I've used this analogy before, but too many news stories lack layers.
That's what impressed me about a USA Today story this week on the exclusion of some Roman Catholics from the Boston Marathon trial's jury: It's multilayered.
The lede nails the enterprising religion angle:
BOSTON – As the quest for a jury in the Boston Marathon bombing trial approaches its fourth week, some of the area's 2 million Roman Catholics are growing frustrated with criteria that effectively disqualify followers of church teachings.
Potential jurors in bombing suspect Dzhokhar Tsarnaev's trial must be able to impose the death penalty or a life sentence with no possibility of release. That standard eliminates Catholics who heed the catechism of the Catholic Church, which says a death sentence is not to be used when "non-lethal means are sufficient to defend and protect people's safety from the aggressor." Cases warranting the death penalty "are very rare, if not practically non-existent," according to the catechism, because government has other means to keep the public safe from convicts.
"It is both ironic and unfortunate that Catholics who understand and embrace this teaching will be systematically excluded from the trial," says the Rev.

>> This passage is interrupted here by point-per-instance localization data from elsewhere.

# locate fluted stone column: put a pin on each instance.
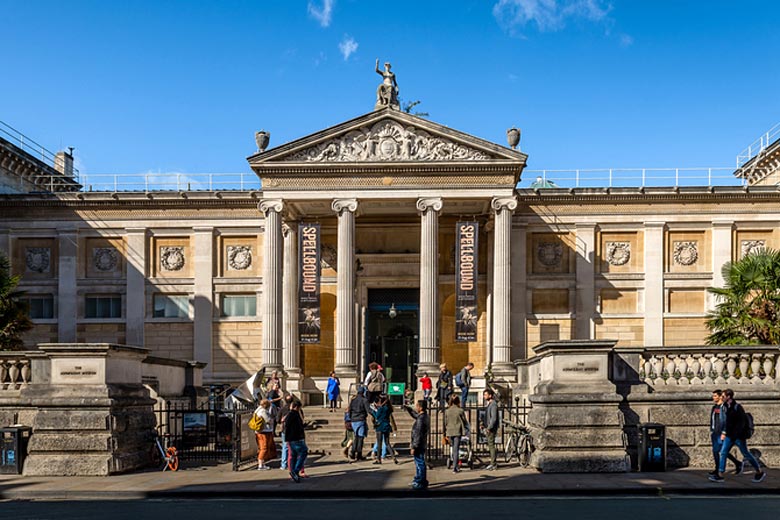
(428, 359)
(290, 346)
(502, 302)
(272, 283)
(346, 348)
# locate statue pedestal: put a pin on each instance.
(575, 418)
(94, 416)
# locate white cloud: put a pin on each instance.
(322, 14)
(548, 15)
(347, 46)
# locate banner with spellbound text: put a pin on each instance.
(309, 241)
(466, 238)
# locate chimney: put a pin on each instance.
(63, 163)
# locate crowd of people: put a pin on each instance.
(730, 424)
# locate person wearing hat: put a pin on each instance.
(358, 413)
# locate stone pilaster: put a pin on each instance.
(518, 310)
(654, 284)
(203, 262)
(722, 247)
(290, 346)
(429, 285)
(586, 281)
(67, 295)
(135, 254)
(272, 283)
(502, 280)
(346, 347)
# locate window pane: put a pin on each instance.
(239, 305)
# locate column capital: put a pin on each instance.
(434, 203)
(339, 205)
(267, 205)
(501, 203)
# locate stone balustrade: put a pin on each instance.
(677, 367)
(15, 371)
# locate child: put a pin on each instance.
(427, 386)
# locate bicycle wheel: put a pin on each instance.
(524, 451)
(172, 459)
(510, 447)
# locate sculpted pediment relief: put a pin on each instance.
(387, 140)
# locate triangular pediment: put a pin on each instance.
(386, 136)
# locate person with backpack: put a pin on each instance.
(716, 426)
(375, 382)
(735, 430)
(358, 413)
(444, 386)
(463, 381)
(419, 443)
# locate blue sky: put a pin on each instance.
(183, 85)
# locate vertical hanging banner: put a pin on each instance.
(466, 281)
(309, 240)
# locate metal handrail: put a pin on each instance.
(757, 146)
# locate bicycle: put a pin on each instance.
(519, 445)
(167, 456)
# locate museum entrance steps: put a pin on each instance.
(325, 430)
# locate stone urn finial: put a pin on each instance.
(262, 138)
(513, 137)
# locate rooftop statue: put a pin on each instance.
(387, 92)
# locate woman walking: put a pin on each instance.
(333, 391)
(455, 427)
(266, 449)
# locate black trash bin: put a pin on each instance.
(13, 448)
(652, 447)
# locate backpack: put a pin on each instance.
(750, 425)
(256, 423)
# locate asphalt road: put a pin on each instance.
(753, 507)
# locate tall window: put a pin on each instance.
(239, 305)
(41, 307)
(171, 306)
(108, 306)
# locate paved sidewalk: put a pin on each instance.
(330, 476)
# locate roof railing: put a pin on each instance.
(759, 145)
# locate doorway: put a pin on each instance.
(392, 328)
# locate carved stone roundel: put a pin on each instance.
(172, 258)
(549, 253)
(618, 253)
(38, 259)
(752, 246)
(239, 257)
(105, 258)
(685, 253)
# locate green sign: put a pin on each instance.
(396, 388)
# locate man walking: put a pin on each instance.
(463, 381)
(734, 432)
(716, 426)
(358, 413)
(295, 436)
(419, 443)
(491, 425)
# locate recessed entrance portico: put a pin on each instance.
(387, 189)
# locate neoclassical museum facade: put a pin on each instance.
(386, 238)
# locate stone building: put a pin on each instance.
(212, 275)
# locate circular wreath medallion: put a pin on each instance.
(104, 258)
(618, 253)
(239, 257)
(172, 258)
(685, 253)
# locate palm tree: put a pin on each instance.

James Bretzke, professor of moral theology at Boston College. "It is frustrating."
But the writer — a Godbeat pro named G. Jeffrey MacDonald — doesn't stop there.
He provides important context, including this:
Greater Boston is 46% Catholic, according to Georgetown University's Center for Applied Research in the Apostolate, but religion isn't necessarily a strong shaper of local attitudes. Massachusetts is the fourth least religious state after nearby New Hampshire, Vermont and Maine, according to the Gallup Poll, which looks at worship attendance and how important people say religion is in their daily lives.
Yet when faced with extraordinary decisions, even less-observant Catholics turn to church teachings for guidance, according to Dillon. They're apt to do so if tapped for the Tsarnaev trial, she said.
Nationwide, 62% of Catholics favor the death penalty for murderers, according to the General Social Survey's most recent data from 2012. That is a substantial decline from 30 years ago, when 82% of Catholics favored it. ...
Catholics aren't obligated to heed church teaching on the death penalty, Bretzke said, because the teaching is not considered infallible.
It would be easy for such a story to present Catholics as a monolithic group who all believe the same thing and place the same level of importance on their faith. This story doesn't do that. It has layers.
Kudos to MacDonald and USA Today for peeling back those layers.
This story definitely passes the "Shrek" test.